Barely a kilometre beyond the Youth Centre, the coast road runs into
KITEN
, another peninsula village girdled with beaches, the attractive and sheltered
Atliman bay
to the north garnering more bathers than the slightly scruffier, wind-whipped expanse of sand to the south. It's a low-key, family-oriented (and almost exclusively Bulgarian) resort, full of trade union-owned rest homes. Although hotels in all but name, many of these establishments still cater for those employed by a particular factory or company, and only open their doors to outsiders if occupancy is low. However most private houses in the village offer
rooms
, though the tourist service kiosk in the bus station only seems to open at peak times, so you may have to ask around.

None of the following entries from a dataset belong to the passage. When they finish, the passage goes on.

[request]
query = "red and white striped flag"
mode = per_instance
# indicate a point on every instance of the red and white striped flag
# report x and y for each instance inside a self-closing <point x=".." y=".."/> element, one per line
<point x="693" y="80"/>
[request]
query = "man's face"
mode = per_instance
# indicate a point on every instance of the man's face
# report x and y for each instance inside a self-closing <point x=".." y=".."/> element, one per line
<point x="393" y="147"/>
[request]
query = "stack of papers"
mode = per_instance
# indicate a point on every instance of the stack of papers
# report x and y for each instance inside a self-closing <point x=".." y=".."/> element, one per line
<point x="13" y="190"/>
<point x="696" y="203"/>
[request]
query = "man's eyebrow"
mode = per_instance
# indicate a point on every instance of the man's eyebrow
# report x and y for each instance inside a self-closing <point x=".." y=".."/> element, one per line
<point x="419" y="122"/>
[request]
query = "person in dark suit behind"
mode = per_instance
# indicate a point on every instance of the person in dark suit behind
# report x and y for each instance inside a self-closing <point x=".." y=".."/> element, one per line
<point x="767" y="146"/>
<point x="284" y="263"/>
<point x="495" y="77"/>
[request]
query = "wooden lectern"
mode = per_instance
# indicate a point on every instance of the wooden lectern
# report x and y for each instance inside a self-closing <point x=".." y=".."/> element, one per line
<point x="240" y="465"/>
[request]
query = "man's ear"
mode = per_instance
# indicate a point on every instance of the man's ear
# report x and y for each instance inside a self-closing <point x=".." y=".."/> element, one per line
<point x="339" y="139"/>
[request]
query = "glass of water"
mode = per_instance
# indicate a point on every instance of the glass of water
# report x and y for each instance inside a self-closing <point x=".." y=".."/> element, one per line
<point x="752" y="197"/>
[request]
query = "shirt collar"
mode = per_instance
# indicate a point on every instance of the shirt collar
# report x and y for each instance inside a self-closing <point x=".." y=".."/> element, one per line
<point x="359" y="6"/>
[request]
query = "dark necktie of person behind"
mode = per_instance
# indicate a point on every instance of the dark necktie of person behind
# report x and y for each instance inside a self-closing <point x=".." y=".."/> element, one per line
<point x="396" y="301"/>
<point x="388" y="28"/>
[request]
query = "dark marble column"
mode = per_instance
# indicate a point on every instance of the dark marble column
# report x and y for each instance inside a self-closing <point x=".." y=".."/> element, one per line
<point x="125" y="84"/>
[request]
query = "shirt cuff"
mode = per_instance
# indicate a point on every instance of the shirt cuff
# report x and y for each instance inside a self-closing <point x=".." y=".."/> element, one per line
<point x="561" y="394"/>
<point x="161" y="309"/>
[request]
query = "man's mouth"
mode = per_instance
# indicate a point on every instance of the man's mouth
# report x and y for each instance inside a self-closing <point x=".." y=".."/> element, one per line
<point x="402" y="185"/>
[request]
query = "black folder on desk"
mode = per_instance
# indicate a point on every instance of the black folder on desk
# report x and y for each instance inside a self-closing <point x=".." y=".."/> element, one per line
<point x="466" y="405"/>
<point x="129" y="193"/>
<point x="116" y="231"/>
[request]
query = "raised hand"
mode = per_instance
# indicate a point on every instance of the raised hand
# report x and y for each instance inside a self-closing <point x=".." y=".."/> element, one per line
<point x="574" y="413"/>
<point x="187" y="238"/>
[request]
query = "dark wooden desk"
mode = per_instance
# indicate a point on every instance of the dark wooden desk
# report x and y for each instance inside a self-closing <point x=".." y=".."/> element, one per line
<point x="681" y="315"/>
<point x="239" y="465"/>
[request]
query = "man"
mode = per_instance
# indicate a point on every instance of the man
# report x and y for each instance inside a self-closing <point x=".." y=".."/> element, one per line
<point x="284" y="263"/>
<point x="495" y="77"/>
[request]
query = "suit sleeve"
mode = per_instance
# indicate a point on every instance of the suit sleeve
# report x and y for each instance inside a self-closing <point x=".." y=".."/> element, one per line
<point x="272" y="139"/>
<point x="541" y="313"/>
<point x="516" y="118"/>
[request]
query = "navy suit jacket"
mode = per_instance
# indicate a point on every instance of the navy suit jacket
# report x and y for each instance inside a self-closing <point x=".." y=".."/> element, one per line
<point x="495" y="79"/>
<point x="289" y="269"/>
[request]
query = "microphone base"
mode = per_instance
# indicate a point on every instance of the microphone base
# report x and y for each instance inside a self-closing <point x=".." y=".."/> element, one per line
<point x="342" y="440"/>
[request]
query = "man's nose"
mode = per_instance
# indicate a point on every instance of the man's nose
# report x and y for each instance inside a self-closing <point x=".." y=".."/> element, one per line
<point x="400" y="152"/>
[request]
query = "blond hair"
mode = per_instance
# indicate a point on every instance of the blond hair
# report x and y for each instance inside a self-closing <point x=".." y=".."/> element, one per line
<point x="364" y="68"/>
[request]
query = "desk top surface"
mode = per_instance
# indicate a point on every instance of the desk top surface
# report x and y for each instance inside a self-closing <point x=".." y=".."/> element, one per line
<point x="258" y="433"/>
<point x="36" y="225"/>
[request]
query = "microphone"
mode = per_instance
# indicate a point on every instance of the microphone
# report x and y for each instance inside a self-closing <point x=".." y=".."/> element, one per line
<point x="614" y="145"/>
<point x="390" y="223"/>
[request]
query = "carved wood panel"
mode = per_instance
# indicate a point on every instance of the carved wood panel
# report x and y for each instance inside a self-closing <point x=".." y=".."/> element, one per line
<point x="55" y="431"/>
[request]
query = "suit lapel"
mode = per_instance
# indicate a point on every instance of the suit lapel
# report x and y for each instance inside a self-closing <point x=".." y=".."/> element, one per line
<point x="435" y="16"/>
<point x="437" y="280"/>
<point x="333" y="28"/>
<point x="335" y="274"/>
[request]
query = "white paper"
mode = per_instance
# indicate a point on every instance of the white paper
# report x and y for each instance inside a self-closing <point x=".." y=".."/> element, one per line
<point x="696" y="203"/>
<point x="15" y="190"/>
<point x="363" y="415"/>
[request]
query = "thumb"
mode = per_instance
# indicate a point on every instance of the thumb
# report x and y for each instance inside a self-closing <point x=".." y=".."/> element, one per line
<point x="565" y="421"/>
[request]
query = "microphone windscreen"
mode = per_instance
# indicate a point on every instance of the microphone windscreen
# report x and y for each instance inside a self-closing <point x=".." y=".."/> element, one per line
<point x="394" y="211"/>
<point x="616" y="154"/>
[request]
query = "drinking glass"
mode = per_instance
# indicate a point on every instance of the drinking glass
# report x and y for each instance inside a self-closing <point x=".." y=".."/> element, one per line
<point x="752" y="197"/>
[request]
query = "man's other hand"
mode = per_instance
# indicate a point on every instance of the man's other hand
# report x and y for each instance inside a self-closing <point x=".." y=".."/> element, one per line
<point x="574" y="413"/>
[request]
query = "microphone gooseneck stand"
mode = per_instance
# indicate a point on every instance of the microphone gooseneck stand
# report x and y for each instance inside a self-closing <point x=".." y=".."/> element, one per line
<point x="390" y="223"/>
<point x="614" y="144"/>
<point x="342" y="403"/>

In addition, there's a growing number of small family-run
hotels
: the
Elit
, not far from the beachfront (tel 05561/3097; US$18-36), has simple ensuite doubles with TV and fridge. Of the two
campsites
, the
Atliman
at the northern entrance to the village is preferable to the unkempt
Kiten
to the south. With virtually every garage and garden in Kiten transformed into a rudimentary café or restaurant, you're unlikely to have any problem finding somewhere to
eat
or
drink
.
There's little to detain you in
LOZENETS
, the next town down the coast, although the well-run
Oasis
campsite
(signed off the main road just to the south) is one of the best in the area, and has ensuite bungalows (US$9-18).